- The paper introduces PhySense, a benchmark that evaluates LLMs' ability to apply core physics principles through principle-based reasoning.
- It systematically tests 7 state-of-the-art LLMs on 380 novel physics problems using diverse prompting strategies to assess accuracy and token efficiency.
- Findings reveal that even reasoning-optimized models underperform compared to human experts, emphasizing the need for deeper integration of physical principles.
PhySense: Principle-Based Physics Reasoning Benchmarking for LLMs
Introduction
The paper, titled "PhySense: Principle-Based Physics Reasoning Benchmarking for LLMs," addresses a significant gap in the ability of LLMs to emulate the concise, principle-based reasoning that is characteristic of human experts, particularly in the domain of physics. Despite advancements in LLMs, these models often fail to apply core physical principles for efficient problem-solving, generating solutions that are lengthy and opaque.
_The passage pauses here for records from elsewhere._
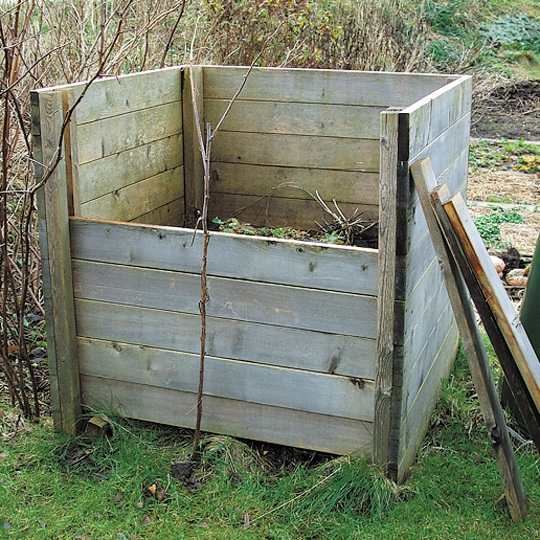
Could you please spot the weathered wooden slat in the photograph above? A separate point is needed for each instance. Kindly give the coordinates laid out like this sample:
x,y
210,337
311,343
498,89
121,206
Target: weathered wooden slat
x,y
170,214
139,198
246,420
297,213
56,264
228,338
124,94
422,349
474,349
432,115
302,264
110,136
329,153
106,175
355,122
321,86
194,170
390,234
415,425
280,305
254,383
494,293
291,183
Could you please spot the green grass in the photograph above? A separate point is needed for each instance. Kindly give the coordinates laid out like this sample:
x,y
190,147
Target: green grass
x,y
56,487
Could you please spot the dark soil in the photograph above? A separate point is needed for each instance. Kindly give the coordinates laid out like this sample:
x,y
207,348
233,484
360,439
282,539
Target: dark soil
x,y
510,111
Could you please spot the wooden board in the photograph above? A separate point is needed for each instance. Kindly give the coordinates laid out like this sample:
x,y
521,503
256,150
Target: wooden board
x,y
138,198
248,382
280,305
321,86
329,153
342,121
474,349
228,338
107,175
302,264
354,187
391,229
495,294
110,136
246,420
115,96
56,264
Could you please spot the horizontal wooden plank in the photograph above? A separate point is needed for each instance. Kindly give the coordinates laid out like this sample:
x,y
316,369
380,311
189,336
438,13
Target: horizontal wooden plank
x,y
321,86
170,214
124,94
424,341
434,114
414,426
106,175
136,199
246,420
113,135
329,153
243,381
424,381
228,338
293,307
292,183
303,264
348,121
280,212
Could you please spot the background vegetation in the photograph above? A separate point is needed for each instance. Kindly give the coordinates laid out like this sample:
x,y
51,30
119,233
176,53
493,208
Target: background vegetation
x,y
46,42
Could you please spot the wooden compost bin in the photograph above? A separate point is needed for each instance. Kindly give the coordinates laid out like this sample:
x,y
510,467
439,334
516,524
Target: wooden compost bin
x,y
333,348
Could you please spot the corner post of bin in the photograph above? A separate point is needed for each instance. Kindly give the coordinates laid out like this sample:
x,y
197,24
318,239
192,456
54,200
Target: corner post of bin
x,y
193,162
53,217
392,238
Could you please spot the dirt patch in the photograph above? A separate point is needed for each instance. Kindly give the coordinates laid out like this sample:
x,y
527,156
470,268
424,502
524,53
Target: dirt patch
x,y
510,110
503,187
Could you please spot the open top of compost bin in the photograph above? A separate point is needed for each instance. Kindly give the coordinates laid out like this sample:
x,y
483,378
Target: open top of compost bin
x,y
297,354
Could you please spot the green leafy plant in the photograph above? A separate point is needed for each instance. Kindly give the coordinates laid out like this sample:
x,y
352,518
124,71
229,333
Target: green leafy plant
x,y
488,225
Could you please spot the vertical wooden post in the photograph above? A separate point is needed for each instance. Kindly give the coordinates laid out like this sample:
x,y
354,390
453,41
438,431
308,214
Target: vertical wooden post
x,y
47,111
193,161
392,232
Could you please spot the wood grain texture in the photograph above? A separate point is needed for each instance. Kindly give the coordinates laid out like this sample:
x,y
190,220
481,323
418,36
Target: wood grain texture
x,y
328,153
474,349
107,175
302,264
385,389
494,293
193,170
279,305
116,96
246,420
353,187
342,121
321,86
228,338
56,264
134,200
254,383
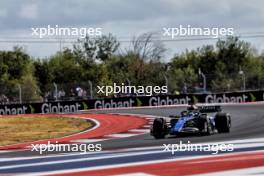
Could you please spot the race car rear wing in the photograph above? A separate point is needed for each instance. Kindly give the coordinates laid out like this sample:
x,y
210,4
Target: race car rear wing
x,y
209,109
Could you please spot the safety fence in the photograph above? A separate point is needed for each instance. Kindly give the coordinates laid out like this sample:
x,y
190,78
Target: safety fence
x,y
139,101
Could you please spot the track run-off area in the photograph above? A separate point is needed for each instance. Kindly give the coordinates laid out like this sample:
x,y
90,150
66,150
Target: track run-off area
x,y
128,149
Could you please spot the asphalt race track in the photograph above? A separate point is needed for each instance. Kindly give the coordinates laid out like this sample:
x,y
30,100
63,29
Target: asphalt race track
x,y
144,155
247,122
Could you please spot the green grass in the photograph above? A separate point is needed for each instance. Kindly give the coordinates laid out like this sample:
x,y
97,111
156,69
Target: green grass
x,y
27,129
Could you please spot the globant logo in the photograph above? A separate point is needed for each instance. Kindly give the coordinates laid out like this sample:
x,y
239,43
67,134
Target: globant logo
x,y
124,89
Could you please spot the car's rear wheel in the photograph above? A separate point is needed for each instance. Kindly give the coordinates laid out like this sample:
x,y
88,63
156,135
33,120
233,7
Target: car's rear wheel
x,y
207,128
223,122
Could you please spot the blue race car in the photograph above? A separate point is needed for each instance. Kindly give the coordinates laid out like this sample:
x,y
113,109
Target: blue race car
x,y
205,120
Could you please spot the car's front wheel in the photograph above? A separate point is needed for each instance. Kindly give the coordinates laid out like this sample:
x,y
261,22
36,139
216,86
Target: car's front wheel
x,y
159,128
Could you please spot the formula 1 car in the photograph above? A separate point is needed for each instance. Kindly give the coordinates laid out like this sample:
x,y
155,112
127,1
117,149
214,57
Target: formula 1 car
x,y
205,120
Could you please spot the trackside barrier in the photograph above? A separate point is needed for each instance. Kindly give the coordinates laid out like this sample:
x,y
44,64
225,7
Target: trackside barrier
x,y
123,102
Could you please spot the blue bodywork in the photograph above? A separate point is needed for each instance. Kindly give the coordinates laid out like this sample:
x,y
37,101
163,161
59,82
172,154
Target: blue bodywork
x,y
180,124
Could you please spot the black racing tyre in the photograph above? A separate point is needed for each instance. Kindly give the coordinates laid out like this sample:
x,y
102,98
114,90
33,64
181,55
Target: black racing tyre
x,y
173,122
223,122
205,127
159,128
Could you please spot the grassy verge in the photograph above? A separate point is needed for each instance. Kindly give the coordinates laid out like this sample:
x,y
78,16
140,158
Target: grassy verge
x,y
27,129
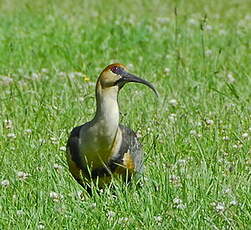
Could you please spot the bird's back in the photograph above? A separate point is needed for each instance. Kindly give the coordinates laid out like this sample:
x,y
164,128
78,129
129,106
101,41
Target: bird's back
x,y
127,161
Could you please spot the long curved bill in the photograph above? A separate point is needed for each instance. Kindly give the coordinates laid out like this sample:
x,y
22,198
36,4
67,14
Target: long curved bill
x,y
128,77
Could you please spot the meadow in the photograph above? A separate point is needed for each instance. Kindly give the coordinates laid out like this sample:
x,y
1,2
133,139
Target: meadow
x,y
196,135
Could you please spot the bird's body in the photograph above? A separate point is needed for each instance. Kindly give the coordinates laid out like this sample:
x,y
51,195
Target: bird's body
x,y
102,148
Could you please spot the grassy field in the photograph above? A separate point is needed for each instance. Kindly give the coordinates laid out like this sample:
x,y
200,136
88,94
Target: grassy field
x,y
196,136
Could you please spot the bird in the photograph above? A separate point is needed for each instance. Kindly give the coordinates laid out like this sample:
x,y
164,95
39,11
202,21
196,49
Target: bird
x,y
102,148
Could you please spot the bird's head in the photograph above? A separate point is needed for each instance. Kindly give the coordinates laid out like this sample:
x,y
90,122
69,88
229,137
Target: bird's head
x,y
116,76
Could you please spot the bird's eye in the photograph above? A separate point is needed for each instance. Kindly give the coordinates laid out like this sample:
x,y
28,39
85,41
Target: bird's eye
x,y
114,69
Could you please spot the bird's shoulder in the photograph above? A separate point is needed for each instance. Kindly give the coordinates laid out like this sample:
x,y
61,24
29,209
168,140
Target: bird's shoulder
x,y
130,150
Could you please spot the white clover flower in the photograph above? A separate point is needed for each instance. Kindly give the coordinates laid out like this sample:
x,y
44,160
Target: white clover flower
x,y
40,226
62,74
111,214
43,70
11,135
8,124
62,148
174,179
56,196
227,190
220,207
172,117
34,76
6,80
20,212
57,166
208,27
5,183
208,52
93,205
181,206
233,202
222,32
192,21
167,71
28,131
123,220
182,161
209,122
173,102
230,78
245,135
22,175
158,218
193,132
177,201
163,20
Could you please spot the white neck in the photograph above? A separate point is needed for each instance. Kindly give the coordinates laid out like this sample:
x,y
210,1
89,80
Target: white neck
x,y
107,112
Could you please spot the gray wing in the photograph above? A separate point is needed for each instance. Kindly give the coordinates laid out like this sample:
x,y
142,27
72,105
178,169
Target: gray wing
x,y
131,145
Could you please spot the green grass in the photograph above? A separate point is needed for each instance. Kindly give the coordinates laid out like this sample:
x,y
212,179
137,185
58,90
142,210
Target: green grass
x,y
188,157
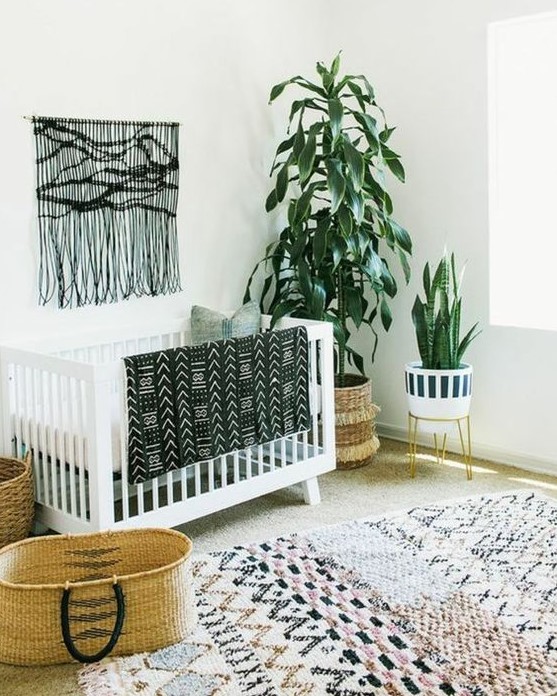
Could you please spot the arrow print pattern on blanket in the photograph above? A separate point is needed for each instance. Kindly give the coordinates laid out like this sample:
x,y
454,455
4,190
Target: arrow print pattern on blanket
x,y
194,403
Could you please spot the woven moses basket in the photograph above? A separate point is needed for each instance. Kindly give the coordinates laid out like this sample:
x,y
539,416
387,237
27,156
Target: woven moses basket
x,y
82,597
16,499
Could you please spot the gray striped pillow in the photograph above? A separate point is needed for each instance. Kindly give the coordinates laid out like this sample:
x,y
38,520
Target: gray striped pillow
x,y
209,325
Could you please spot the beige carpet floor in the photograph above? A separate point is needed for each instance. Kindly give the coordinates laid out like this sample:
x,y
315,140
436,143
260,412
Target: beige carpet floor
x,y
383,486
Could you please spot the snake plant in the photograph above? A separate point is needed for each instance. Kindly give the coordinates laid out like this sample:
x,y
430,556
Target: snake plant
x,y
331,260
437,319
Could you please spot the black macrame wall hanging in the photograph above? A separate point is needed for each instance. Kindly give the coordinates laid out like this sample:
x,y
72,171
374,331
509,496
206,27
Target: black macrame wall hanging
x,y
107,194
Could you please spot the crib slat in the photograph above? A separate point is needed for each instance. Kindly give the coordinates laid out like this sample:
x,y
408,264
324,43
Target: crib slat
x,y
211,475
223,471
236,467
169,489
155,493
183,484
314,397
197,478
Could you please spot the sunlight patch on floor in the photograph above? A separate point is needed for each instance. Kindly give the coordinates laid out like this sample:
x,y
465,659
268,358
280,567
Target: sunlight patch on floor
x,y
533,482
454,464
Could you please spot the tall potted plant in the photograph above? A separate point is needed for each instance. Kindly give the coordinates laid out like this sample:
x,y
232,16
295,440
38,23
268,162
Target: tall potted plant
x,y
439,386
331,260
The paper introduces PhySense, a novel benchmark that aims to test LLMs' capacity to solve physics problems using principle-first reasoning, an approach that is typically straightforward for human physicists but challenging for LLMs.
Figure 1: Illustrating how LLMs use lengthy, complex reasoning for physics problems intuitively straightforward to scientists applying core physical concepts.
Benchmark Design and Methodology
Principle-Based Reasoning
PhySense is designed to systematically evaluate LLMs' use of physical principles such as symmetries, conservation laws, and dimensional analysis. Unlike other benchmarks that focus on domain-specific knowledge or complex calculations, PhySense presents problems that are easily solvable using simple principle-based reasoning. The dataset comprises 380 novel physics problems, categorized by difficulty levels—ranging from undergraduate to research-level complexity—but deliberately avoids advanced mathematical techniques or computationally intensive solutions.
Problem Categories and Models
The benchmark tests LLMs on 19 different problem models that encompass a wide range of physics principles. These include symmetry reasoning in two- and three-dimensional fields, infinite resistive lattice circuits, quantum spin chains, dimensional analysis, and topological phenomena in condensed matter physics. The selection of these models ensures a comprehensive assessment of an LLM's understanding and correct application of fundamental physics principles.
Experimental Setup
Models and Prompting Strategies
The experiment evaluates seven state-of-the-art LLMs, including both reasoning-optimized models and standard models, using three prompting strategies: zero-shot, hint, and no-computation prompts. These different approaches test the LLMs' innate problem-solving abilities, their capacity to utilize explicit guidance, and their ability to prioritize simpler, principle-driven solutions over complex computations.

Figure 2: Average accuracy across models.
Results and Analysis
Accuracy and Efficiency
The LLMs' performance is measured by accuracy and token usage, reflecting both the correctness of solutions and the computational resources expended. While reasoning models generally outperform non-reasoning counterparts, all models underperform compared to human physicists, both in terms of accuracy and efficiency. The results highlight significant deficiencies in token efficiency and principled application of physical laws across all evaluated models.
Prompt Impact and Model Comparison
The paper reveals minimal improvement in accuracy from auxiliary prompts, suggesting that LLMs' primary errors arise more from misapplication rather than a lack of awareness of physical principles. Additionally, reasoning models demonstrate a better, albeit insufficient, grasp of applying these principles compared to non-reasoning models, which often default to superficial pattern recognition.
Conclusion and Future Directions
The introduction of PhySense represents a pivotal step in evaluating and improving principle-based reasoning in LLMs. Despite some superiority of reasoning models over their non-reasoning counterparts, there remains a substantial gap in performance relative to expert human reasoning. The paper suggests that future development should focus on deeper integration of principle-based thinking within LLMs, possibly through supervised fine-tuning or reinforcement learning. It offers critical insights for the design of LLMs with enhanced capabilities for efficient, robust, and interpretable scientific reasoning, essential for advancing AI's role in scientific discovery.